27 Daarna verbeterden de Thekoieten een andere maat; tegenover den groten uitstekenden toren, en tot aan den muur van Ofel.
Aftir hym men of Thecue bildiden the secounde mesure euene ayens, fro the greet tour and apperynge `til to the wal of the temple.
28 Van boven de Paardenpoort verbeterden de priesteren, een iegelijk tegenover zijn huis.
Forsothe prestis bildiden aboue at the yate of horsis, ech man ayens his hows.
29 Daarna verbeterde Zadok, de zoon van Immer, tegenover zijn huis.

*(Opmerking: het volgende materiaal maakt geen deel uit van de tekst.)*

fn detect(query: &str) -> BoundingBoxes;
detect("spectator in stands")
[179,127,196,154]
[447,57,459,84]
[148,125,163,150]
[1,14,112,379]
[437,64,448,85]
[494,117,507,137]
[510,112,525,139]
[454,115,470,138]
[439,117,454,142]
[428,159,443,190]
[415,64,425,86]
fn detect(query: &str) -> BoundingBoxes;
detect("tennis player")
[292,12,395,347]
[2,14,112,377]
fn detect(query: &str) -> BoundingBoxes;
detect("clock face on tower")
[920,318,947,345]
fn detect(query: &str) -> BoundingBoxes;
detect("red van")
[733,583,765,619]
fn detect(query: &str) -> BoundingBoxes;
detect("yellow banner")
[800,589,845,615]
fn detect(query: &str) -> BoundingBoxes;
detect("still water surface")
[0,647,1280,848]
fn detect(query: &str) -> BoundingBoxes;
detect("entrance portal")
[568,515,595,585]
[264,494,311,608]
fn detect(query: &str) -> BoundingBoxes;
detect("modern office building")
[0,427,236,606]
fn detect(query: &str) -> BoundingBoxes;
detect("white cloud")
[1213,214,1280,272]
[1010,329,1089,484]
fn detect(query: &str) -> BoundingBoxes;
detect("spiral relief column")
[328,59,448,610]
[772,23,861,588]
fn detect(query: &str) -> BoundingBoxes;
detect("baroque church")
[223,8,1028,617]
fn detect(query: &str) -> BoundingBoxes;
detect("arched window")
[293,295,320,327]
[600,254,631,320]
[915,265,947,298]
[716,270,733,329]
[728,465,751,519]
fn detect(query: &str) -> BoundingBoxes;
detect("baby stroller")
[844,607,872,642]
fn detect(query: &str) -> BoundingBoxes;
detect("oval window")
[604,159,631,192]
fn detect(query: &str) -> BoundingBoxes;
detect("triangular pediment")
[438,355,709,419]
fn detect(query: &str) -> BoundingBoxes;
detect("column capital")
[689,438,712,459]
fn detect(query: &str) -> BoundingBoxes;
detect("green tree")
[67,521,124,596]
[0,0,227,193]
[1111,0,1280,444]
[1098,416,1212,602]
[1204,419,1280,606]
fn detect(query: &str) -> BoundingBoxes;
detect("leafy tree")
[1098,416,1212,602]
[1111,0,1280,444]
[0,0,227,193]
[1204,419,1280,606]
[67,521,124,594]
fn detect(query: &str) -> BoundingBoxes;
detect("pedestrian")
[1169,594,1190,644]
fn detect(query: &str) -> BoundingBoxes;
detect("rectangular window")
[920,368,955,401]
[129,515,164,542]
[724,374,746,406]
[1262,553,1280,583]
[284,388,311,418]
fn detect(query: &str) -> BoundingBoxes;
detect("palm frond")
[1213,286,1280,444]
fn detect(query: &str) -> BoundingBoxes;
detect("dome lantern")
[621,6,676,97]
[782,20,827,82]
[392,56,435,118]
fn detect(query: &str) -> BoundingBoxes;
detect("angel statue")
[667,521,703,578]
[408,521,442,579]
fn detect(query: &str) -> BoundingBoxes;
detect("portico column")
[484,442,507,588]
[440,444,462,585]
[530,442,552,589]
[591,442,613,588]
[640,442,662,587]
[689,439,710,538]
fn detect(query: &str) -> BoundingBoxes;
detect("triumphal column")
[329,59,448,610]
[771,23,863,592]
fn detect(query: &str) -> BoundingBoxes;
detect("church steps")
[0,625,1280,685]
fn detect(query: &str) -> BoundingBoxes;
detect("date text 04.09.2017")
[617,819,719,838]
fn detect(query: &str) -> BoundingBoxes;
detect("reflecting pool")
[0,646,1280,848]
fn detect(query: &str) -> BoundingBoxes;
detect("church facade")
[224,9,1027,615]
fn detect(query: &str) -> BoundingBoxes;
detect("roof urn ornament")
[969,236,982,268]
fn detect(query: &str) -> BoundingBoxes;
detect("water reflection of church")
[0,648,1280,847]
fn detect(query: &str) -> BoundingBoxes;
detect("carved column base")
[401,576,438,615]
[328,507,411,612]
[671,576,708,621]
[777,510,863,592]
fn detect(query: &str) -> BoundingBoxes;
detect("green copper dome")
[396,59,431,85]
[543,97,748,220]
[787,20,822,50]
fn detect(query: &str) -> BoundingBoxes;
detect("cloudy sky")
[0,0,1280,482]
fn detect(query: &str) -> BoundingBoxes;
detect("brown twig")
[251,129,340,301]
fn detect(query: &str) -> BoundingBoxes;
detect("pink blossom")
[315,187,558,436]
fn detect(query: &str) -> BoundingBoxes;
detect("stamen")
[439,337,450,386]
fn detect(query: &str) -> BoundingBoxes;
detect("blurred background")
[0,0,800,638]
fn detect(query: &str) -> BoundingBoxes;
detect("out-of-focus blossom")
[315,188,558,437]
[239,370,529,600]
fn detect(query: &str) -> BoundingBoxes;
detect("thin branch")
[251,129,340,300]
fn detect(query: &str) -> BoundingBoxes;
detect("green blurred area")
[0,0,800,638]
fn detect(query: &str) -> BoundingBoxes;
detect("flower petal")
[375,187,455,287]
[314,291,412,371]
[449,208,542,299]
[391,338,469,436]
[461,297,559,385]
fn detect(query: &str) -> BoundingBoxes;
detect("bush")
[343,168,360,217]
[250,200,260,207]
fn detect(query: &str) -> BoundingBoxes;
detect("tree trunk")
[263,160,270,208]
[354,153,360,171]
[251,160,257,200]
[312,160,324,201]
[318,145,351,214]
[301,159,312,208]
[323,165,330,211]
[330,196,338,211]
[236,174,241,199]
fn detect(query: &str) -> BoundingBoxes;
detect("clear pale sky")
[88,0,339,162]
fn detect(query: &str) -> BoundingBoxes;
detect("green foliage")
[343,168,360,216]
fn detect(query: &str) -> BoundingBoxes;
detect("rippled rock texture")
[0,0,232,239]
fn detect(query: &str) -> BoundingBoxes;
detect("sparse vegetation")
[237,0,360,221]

En na hem verbeterde Semaja, de zoon van Sechanja, de bewaarder van de Oostpoort.
Seddo, the sone of Enner, bildide ayens his hows aftir hem. And Semeie, the sone of Sechenye, the kepere of the eest yate, bildide after hym.
30 Na hem verbeterden Hananja, de zoon van Selemja, en Hanun, de zoon van Zalaf, de zesde, een andere maat. Na hem verbeterde Mesullam, de zoon van Berechja, tegenover zijn kamer.
Ananye, the sone of Selemye, and Anon, the sixte sone of Selon, bildide aftir hym the secounde mesure. Mosallam, the sone of Barachie, bildide ayenus his tresorie after hym.
31 Na hem verbeterde Malchia, de zoon eens goudsmids, tot aan het huis der Nethinim en der kruideniers, tegenover de poort van Mifkad, en tot de opperzaal van het punt.
Melchie, the sone of a goldsmiyt, bildide aftir hym `til to the hows of Nathynneis, and of men sillynge scheldis ayens the yate of iugis, and `til to the soler of the corner.
32 En tussen de opperzaal van het punt tot de Schaapspoort toe, verbeterden de goudsmeden en de kruideniers.
And crafti men and marchauntis bildiden with ynne the soler of the corner and the yate of the kyng.